Make Binary Tree From Linked List

Problem Statement - link #

Given a Linked List Representation of Complete Binary Tree. The task is to construct the Binary tree. Note : The complete binary tree is represented as a linked list in a way where if root node is stored at position i, its left, and right children are stored at position 2*i+1, 2*i+2 respectively.

Your Task: The task is to complete the function convert() which takes head of linked list and root of the tree as the reference. The driver code prints the level order.

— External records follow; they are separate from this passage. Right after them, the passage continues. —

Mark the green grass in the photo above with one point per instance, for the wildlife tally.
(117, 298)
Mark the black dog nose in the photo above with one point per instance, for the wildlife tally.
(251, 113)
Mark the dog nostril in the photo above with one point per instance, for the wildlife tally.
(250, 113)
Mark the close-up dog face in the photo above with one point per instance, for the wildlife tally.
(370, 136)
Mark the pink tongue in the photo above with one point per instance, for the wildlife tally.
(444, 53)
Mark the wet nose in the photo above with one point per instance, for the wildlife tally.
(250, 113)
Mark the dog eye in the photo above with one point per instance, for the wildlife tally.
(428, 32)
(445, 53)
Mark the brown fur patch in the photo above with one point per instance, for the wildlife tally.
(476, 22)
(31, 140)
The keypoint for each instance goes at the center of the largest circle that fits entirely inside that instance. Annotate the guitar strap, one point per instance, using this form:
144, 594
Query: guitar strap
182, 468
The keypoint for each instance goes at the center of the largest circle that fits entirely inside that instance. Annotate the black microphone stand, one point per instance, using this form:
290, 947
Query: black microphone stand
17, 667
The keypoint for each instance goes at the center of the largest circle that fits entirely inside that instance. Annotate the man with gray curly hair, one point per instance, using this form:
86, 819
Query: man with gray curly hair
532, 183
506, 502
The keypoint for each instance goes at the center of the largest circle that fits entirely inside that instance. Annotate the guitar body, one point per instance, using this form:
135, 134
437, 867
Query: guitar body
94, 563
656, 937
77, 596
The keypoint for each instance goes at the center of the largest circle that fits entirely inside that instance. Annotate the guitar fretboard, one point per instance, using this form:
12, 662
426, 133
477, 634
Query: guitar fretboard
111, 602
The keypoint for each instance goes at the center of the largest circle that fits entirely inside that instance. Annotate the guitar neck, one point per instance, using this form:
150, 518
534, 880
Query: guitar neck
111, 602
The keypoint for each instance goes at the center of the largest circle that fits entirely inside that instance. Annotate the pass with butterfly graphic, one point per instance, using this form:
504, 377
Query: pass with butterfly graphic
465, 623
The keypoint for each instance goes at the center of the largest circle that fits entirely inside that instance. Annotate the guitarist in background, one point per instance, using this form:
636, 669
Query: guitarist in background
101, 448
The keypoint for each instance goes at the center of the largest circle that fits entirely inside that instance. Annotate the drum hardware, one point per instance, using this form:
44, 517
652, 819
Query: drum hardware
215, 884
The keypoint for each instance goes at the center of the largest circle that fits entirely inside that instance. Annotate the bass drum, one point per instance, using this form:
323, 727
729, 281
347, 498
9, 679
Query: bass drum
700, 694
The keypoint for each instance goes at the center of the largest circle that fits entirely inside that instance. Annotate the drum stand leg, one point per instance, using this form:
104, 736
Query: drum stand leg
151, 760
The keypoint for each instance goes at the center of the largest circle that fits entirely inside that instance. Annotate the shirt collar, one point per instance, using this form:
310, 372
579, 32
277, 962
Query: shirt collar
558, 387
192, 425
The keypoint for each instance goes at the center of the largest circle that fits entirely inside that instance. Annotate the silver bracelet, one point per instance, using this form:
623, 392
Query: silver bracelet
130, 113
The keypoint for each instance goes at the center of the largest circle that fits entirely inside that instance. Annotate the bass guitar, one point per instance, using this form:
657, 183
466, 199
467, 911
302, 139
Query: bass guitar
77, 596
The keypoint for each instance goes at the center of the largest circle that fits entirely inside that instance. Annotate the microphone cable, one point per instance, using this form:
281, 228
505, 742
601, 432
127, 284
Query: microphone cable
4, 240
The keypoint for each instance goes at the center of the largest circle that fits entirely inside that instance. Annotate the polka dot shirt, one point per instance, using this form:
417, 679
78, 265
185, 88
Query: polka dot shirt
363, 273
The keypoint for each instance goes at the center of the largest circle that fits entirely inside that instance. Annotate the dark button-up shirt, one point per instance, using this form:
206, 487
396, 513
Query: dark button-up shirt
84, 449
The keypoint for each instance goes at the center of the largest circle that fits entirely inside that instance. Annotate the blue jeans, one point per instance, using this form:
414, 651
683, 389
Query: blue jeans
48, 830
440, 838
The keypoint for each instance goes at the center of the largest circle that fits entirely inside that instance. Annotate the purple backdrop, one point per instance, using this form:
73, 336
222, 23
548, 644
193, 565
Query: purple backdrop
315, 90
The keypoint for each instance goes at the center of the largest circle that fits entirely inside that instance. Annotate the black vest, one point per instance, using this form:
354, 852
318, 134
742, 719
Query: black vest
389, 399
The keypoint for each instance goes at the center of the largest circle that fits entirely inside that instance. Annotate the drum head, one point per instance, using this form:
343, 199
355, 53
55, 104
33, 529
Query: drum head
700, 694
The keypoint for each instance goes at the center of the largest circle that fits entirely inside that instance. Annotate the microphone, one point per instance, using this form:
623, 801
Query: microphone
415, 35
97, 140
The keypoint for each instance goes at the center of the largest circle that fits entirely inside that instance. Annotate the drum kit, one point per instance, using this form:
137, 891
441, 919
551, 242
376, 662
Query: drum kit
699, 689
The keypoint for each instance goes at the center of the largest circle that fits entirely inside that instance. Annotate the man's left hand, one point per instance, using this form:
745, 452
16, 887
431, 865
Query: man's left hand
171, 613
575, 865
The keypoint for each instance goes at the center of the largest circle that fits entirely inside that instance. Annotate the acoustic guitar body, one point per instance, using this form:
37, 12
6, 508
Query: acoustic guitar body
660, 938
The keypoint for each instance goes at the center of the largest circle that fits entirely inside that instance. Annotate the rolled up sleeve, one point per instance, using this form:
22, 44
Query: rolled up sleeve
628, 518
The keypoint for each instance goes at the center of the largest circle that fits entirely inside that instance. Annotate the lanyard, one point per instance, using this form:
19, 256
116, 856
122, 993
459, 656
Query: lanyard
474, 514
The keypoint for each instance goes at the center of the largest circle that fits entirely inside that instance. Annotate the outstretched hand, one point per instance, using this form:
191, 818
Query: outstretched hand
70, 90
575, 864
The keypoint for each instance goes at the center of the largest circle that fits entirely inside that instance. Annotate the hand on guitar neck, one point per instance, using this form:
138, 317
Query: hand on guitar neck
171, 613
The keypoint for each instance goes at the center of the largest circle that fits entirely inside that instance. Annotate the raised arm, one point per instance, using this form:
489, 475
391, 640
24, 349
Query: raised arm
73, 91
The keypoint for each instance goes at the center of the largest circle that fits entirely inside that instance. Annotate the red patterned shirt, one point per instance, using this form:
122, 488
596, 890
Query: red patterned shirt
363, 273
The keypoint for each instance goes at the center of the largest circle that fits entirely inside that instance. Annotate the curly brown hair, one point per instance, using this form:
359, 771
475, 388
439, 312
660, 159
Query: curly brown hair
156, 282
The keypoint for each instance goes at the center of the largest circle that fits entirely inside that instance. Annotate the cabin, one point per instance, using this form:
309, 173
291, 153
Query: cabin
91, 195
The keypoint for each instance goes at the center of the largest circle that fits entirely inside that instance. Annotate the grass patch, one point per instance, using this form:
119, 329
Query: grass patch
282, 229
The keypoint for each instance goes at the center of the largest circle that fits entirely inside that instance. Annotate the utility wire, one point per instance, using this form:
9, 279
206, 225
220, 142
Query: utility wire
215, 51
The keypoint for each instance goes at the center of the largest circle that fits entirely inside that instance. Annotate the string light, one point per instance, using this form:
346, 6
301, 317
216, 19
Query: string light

Expected Time Complexity: O(N) Expected Auxiliary Space: O(N)

Examples #

Example 1:

Input:
N = 5
K = 1->2->3->4->5
Output: 1 2 3 4 5
Explanation: The tree would look like
      1
    /   \
   2     3
 /  \
4   5
Now, the level order traversal of
the above tree is 1 2 3 4 5.

Example 2:

Input:
N = 5
K = 5->4->3->2->1
Output: 5 4 3 2 1
Explanation: The tree would look like
     5
   /  \
  4    3
 / \
2    1
Now, the level order traversal of
the above tree is 5 4 3 2 1..

Constraints #

• 1 <= Number of nodes <= 10^5
• 0 <= Data of a node <= 10^5

Solutions #

//Function to make binary tree from linked list.
TreeNode *bt(vector<int> &v, int i){
    if(i>=v.size()) return NULL;
    TreeNode* root = new TreeNode(v[i]);
    root->left = bt(v,2*i+1);
    root->right = bt(v,2*i+2);
    return root;
}
void convert(Node *head, TreeNode *&root) {
    // Your code here
    vector<int> v;
    Node* temp = head;
    while(temp) { v.push_back(temp->data); temp=temp->next; }
    root = bt(v,0);
}